In the mid 1980s I recall seeing comedian Bill Cosby on the Phil Donahue talk show. He was pushing his own mediocre sitcom, at the time, and as it had been #1 in the ratings for a few years, it was drawing comparisons to Norman Lear's breakthrough comedy, All In The Family, from over a decade earlier, which similarly had been a ratings titan. Cosby then showed off both his envy and stupidity when, on national tv, he declared that he did not think All In The Family a good show because its lead character Archie Bunker was an unapologetic bigot.
Yet, that was the POINT! The show's episodes did not follow in the now noxious habit of tidying up every episode at its ending. Similarly, like most real world bigots, Archie Bunker was unrepentant, although late in the series run, viewers found out part of Archie's bigotry stemmed from emotional sufferings he endured as a poor Great Depression era child.
Whereas Garry Marshall built a 1970s sitcom empire based upon relatively lightweight comedies like Happy Days and Laverne & Shirley (the exception being his first hit, The Odd Couple), Lear built a stable of hit comedies based upon social issues: Maude was based upon feminism; The Jeffersons was an extension of bigotry, based on All In The Family; Good Times was based on poverty; One Day At A Time was about the aftermath of divorce, etc.
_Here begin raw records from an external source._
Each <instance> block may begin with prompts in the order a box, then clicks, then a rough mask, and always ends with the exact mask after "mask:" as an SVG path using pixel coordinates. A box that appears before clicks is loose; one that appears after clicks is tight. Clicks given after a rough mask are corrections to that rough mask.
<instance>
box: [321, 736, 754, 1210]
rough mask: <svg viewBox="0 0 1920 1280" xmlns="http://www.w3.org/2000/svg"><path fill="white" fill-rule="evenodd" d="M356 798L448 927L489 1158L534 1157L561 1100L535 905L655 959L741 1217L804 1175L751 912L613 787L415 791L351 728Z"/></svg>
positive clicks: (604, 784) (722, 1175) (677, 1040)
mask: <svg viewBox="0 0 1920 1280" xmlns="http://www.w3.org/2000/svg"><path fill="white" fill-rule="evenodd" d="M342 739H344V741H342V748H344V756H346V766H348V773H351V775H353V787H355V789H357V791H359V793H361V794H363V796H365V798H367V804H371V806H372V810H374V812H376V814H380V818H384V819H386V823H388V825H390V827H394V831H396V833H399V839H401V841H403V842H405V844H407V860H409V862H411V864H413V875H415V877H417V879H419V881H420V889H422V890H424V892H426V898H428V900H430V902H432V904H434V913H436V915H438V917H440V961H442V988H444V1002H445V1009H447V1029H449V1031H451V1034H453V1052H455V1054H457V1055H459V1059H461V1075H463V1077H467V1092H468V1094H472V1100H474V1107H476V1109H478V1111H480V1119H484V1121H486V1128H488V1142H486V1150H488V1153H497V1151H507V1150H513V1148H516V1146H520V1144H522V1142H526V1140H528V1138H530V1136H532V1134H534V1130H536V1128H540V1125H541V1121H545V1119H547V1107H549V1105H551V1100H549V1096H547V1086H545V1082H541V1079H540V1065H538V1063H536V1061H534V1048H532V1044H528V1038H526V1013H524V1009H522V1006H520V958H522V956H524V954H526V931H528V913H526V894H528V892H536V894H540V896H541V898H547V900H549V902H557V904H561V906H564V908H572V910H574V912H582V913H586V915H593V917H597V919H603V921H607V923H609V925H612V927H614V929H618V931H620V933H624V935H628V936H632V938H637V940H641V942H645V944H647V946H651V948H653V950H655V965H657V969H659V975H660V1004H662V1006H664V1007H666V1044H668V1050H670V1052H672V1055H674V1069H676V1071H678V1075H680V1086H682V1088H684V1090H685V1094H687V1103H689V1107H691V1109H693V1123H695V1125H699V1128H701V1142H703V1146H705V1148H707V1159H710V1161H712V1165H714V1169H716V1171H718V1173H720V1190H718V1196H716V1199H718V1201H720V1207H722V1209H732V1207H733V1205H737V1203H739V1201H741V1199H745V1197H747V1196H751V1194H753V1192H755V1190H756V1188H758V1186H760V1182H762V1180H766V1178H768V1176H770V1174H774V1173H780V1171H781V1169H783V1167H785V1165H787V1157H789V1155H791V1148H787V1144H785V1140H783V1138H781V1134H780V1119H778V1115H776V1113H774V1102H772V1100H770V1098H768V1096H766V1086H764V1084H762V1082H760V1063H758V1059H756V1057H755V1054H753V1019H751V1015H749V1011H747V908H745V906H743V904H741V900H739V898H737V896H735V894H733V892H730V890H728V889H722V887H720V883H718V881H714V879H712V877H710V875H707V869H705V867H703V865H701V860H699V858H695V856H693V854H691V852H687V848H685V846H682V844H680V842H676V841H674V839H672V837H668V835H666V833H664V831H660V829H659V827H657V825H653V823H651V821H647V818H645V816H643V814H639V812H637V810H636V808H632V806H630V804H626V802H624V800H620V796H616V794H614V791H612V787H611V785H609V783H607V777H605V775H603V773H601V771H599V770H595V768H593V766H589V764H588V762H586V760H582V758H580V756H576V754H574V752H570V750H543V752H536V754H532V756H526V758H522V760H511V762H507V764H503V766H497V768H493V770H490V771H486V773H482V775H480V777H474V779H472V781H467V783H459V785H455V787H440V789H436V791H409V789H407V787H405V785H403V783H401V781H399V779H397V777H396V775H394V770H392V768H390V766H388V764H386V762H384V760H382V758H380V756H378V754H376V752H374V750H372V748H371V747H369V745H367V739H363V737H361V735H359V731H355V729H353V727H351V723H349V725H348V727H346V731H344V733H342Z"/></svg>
But none was better than Lear's first (just as The Odd Couple was Marshall's first).
Here's typical Archie stupidity:
Incidentally, the friend mentioned in the above episode, the character of Roger was played by General Hospital superstar Tony Geary.
While Archie had many foils: Lionel and George Jefferson, his wife Edith ('Dingbat'), and his son-in-law Mike ('Meathead'), he was really a one man wrecking crew, and as played by Carroll O'Connor, a great character. TV Guide once voted Archie Bunker the greatest character in American television history, and that could still hold true today.
But he is great because of his great flaws, and the slow way that, over the years, he recognized a few of them; even if he was not able to change. Compared to Cosby's benign and neutered Cliff Huxtable, Archie Bunker was 'real.'
The show was a rework of a 1960s British sitcom, Till Death Do Us Part, but the series was so true to its time and place that both the show and its main character are quintessentially American.
On the down side, the very essence of the show cannot be extricated from its Vietnam/Watergate heyday, even as some of its themes resonate still. One has to look at the slew of predictable television shows on today- cops and lawyers, medical dramas, fantasies, banal and formulaic sitcoms, dull 'reality' shows, to see that a show that really pushed the envelope, as all the Norman Lear shows did, would likely score well in the ratings. If nothing else, it could help turn the tide against the conventional conservatism of Political Correctness.
In one other way, this show was important, as it was the first of what would be called 'slob comedies'- the likes to be followed by Married....With Children and Roseanne; two shows inferior to the original.
Above is Mike's view of his father-in-law.
All In The Family was NOT the greatest sitcom ever made, although a couple dozen of its episodes are gems. It simply went on too long, and got too diluted. But, in its heyday it showed what the medium of television could do in handling issues like abortion, rape, racism, illegal wars, menopause, and a plethora of others. Its biggest flaw was failing to show that left Wingers were just as dumb, bigoted, and sanctimonious as Right Wingers. But, it was, undoubtedly, flaws and all, a great sitcom.
This middle finger's for you, Mr. Cosby!